An industry insider offers a prescription to fix what's been ailing probe card vendor FormFactor; two analysts explain why the market's just taking a breather, not heading down; and why subcomponent suppliers get no love from one analyst.
How to fix FORM
No question it's been a banner year for the semiconductor industry. But we've seen Formfactor on the losing side of our WaferNEWS Fab 50 stock watch several times in recent months, and after its latest news of exec swapping and manufacturing shufflings, we asked an industry watcher's take on what's ailing the probe card company. Part of the problem, we're told, is that FORM is backed into a corner; rival MJC has taken up to 70% share at Samsung, and after that FORM's biggest accounts are Elpida and Spansion. Meanwhile, memory probe card pricing has tanked. So with revenue opportunities shrinking, customer mix not ideal, facilities all over the world, and less money coming in, the company "needs to cut costs and fast," the source tells us, or "conceivably lose money throughout the entire DDR3 probe card cycle."
This watcher's prescription to fix FORM: 1) Rationalize all manufacturing at the Livermore site (closing Korea and Singapore shops), and get down to a ~$40M B/E Q run rate. 2) Define core customers and Tier 2 customers -- and focus all efforts on the former. 3) Tend to knitting until the next upcycle (1-3 years) -- or get FORM lean enough to sell.
It's a pause, not a downturn
After meeting with dozens of Asian companies throughout the technology supply chain, Credit Suisse analysts John Pitzer and Satya Kumar come away with two key messages:
-- It's a pause, not a downturn. In 1H10, PC units looked ready for 20% growth; now it looks more like 15%, with decelerating momentum and no companies bumping up forecasts causing alarm bells to ring, Pitzer writes in a research note. But semi inventory and wafer capacity are still well below 3Q08 levels, capex % is still quite low, and semi content in devices isn't going down.
-- Capex not falling off a cliff. Kumar thinks 2011 capex will be flattish vs. original 15% expectations, with particular weakness in memory, and the data points are a mix of weak (e.g. LED chips, retail NAND) and strong (tablets, smartphones). However, he sees another 13% capex bump in 2012, since capital intensity is still strong and growing. "We think 'the cycle' for SCE driven by emerging market penetration and product cycles (smartphone/tablet) is very much intact," he writes in his own research update. PC OEMs/ODMs have been doing a little better in the past few weeks, partly helped by Chinese price cuts and a new government rebate program ahead of the October Golden Week holiday period.
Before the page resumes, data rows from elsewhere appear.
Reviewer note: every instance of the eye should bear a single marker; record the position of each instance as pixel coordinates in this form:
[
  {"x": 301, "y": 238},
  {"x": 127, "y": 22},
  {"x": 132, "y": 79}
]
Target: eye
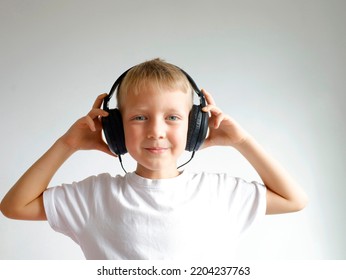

"We believe the normalization in end-demand we witnessed in late 3Q10, combined by the ongoing production normalization mid to upstream is fundamentally a healthy return to rational expectations," Kumar writes. There might be a pause in semiconductor capex in 4Q10-1Q11, but "when the dust settles, product cycles and emerging market penetration should sustain double digit end-market growth rates in 2010, 2011 and 2012, which will sustain an upward trend in capex through this period."
Party's over for subcomponent suppliers?
BoA/Merrill Lynch's Krish Sankar dropped the axe on his 2011 capex estimates, from +15 down to 0%/+5% (similar to Credit Suisse's Kumar above), hallmarked by lower spending among memory firms due to sluggish PC sales. But instead of offering optimism, he turns his blade toward component suppliers: AEIS and UTEK ("Neutral," reduced from "Buy") and ENTG and MKSI ("Underperform" from "Buy"). This sector enjoyed high revenue growth early in the market cycle thanks to rebuilding inventories, he writes, but "as the shipment run-rate slows down, the OEMs tend to draw down inventory thereby slowing the revenue growth for these suppliers."
Outlook concerns dent TSMC
Trading of TSMC shares was suspended for two minutes last Thursday, and ultimately lost nearly 3% of their value (bucking the weighted index) and topped all other stocks in turnover (106M shares), all on concerns that the current cycle has peaked and the foundry will feel a pinch in 4Q10, pulling back from full capacity utilization where it's been all year. Speculation that the foundry will inch up its 2011 capex to $6B may strike investors as a bit risky, according to an analyst.
Investors liked a short filing by Photronics (PLAB) informing that it has amended its credit plan with lenders to increase the dollar amount from $20M to $30M.